Bitcoin (BTC) has been under significant selling pressure in February, reflecting broader market anxieties driven by economic headwinds, tariff tensions, and geopolitical risks.
Data provided by TradingView shows that King Crypto is now down more than 48% from its October all-time high, trading near $65,500 after dipping below $63,000 earlier in the trading session.

BTC/USD 1-day chart
Its price has recovered slightly from the recent low of $90,000 set on February 6th, but it has a lot of work to do before it gets back to its winning ways and helps lift sentiment in the crypto market, which is currently registered as an 11 on the Fear & Greed Index, putting it in Extreme Fear territory.
And things could get worse before they get better, with prediction markets pricing a 42% chance of Bitcoin falling below $60,000 before February ends, amid accelerating capital outflows. Traders are eyeing support clusters in the low $60,000s as a potential bounce zone, but a break lower could target $50,000 or even $47,000 based on historical volume nodes.
Zooming out to the macro picture, this downturn aligns with a broader risk-off environment, where U.S. stocks and other cryptos have also faced pressure, exacerbating Bitcoin's beta-driven moves.
As for when the crypto winter will end, analyst projections vary, but many suggest the downturn is in its later stages, with a potential bottom forming soon.
Among the more hopeful are Compass Point analysts, who indicate the crypto bear is in its "final innings," forecasting a floor between $60,000 and $68,000, supported by long-term buying. Bernstein also maintains a bullish long-term view, calling the current selloff the "weakest bear case in history" and reaffirming a $150,000 target by end-2026.
However, more conservative voices, like Benjamin Cowen, warn that any near-term bounce may be temporary, with the cycle potentially not bottoming until October 2026. Others anticipate a prolonged stagnation until Q3 2026, though holding above $60,000 could signal a Wyckoff-style accumulation phase leading to upside in Q2.
Overall, while short-term risks persist, institutional inflows and historical patterns point to recovery by late 2026, potentially driven by easing macro conditions. At the time of writing, Bitcoin trades at $65,458, a decline of 3.3% on the 7-day chart.
Canton: A Beacon of Institutional Strength in the Crypto Winter
Amid the red across the market, the Canton Network (CC) has emerged as a resilient player. Directly appealing to the Wall Street crowd, Canton is designed as a privacy-enabled Layer 1 blockchain for institutional finance and real-world asset (RWA) tokenization.

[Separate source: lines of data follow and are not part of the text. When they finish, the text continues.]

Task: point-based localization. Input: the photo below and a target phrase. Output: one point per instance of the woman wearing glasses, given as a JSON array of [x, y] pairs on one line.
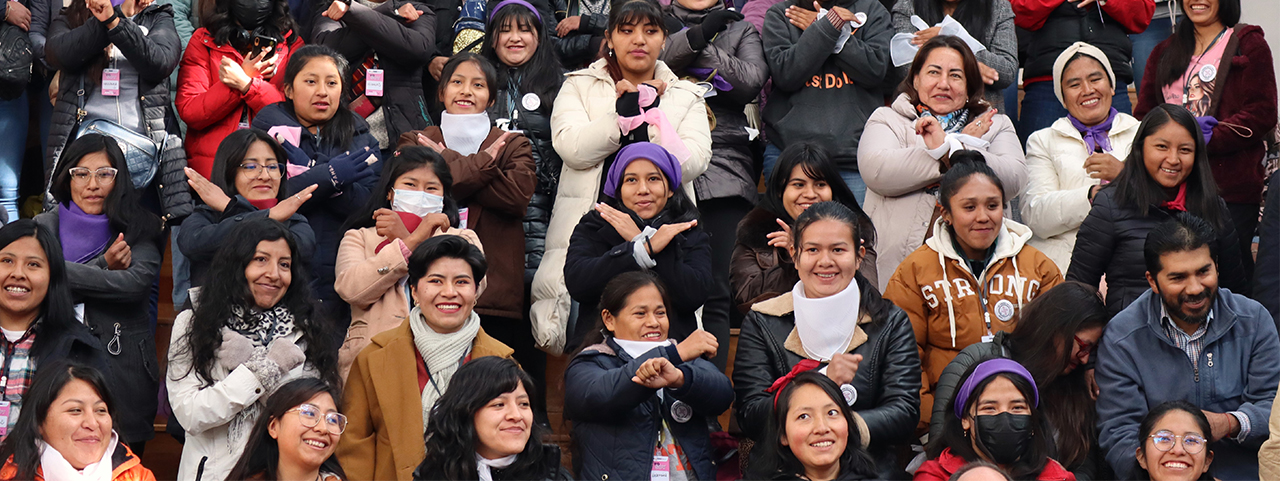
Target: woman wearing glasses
[[1065, 320], [112, 252], [1174, 447], [296, 435], [248, 170]]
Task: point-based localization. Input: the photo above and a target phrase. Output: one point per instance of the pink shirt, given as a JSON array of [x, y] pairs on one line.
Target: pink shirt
[[1202, 74]]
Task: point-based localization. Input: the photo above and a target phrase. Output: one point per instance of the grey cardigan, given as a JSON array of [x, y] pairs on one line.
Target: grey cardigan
[[1000, 40]]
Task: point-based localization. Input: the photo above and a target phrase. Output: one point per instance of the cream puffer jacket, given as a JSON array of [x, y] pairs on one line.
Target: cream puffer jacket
[[585, 133], [1057, 195], [897, 169]]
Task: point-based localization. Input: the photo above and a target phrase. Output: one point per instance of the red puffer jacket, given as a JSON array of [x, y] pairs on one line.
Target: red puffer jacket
[[210, 108]]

Launched in May 2023 by Digital Asset Holdings and a consortium of banks, Canton enables secure, interoperable connections across financial systems while preserving data privacy through configurable controls. Its native utility token, CC (Canton Coin), powers network fees, rewards stakeholders for real usage, and aligns incentives for builders, users, and operators via a "burn-mint equilibrium" model that burns ~2.5 billion tokens annually.

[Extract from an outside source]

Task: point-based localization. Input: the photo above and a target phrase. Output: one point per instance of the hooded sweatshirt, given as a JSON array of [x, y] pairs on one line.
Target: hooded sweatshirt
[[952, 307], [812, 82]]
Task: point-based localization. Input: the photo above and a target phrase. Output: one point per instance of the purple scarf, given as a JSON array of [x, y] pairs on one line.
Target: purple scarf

While the broader market has been in freefall, CC has held up strongly, continuing to trade near $0.16 after hitting an all-time high of $0.195 on February 3rd.

CC/USD 1-day chart
The chart shows that Canton has demonstrated resilience, outperforming the market with a $6.1 billion market cap, ranking 14th among cryptos, and daily volumes exceeding $8 million.
The support for the CC price has largely been driven by institutional demand and deflationary burns, with 15 million tokens destroyed daily, equating to 14% of its market cap annually. The platform boasts institutional-grade features that are luring big money on-chain, including privacy for regulated entities, seamless RWA integration, and partnerships that bridge TradFi and blockchain.
Key collaborations include DTCC's initiative to tokenize DTC-custodied U.S. Treasury securities on Canton, enabling on-chain liquidity for over $100 trillion in assets, with an MVP planned for H1 2026. JPMorgan is also involved in the project, deploying its JPM Coin on the network and extending institutional payments.
In total, Canton is backed by over 600 institutions – including Goldman Sachs, BNP Paribas, and BNY Mellon – and manages $6 trillion in tokenized assets. It is positioned for exponential growth in a $10 trillion RWA market by 2030, as the tokenization revolution heats up.
Overall, CC’s focus on real utility insulates it from retail-driven crashes, making it a strong, defensive pick for portfolios eyeing long-term TradFi adoption. At the time of writing, CC trades at $0.162, a decrease of 2.5% on the 7-day chart.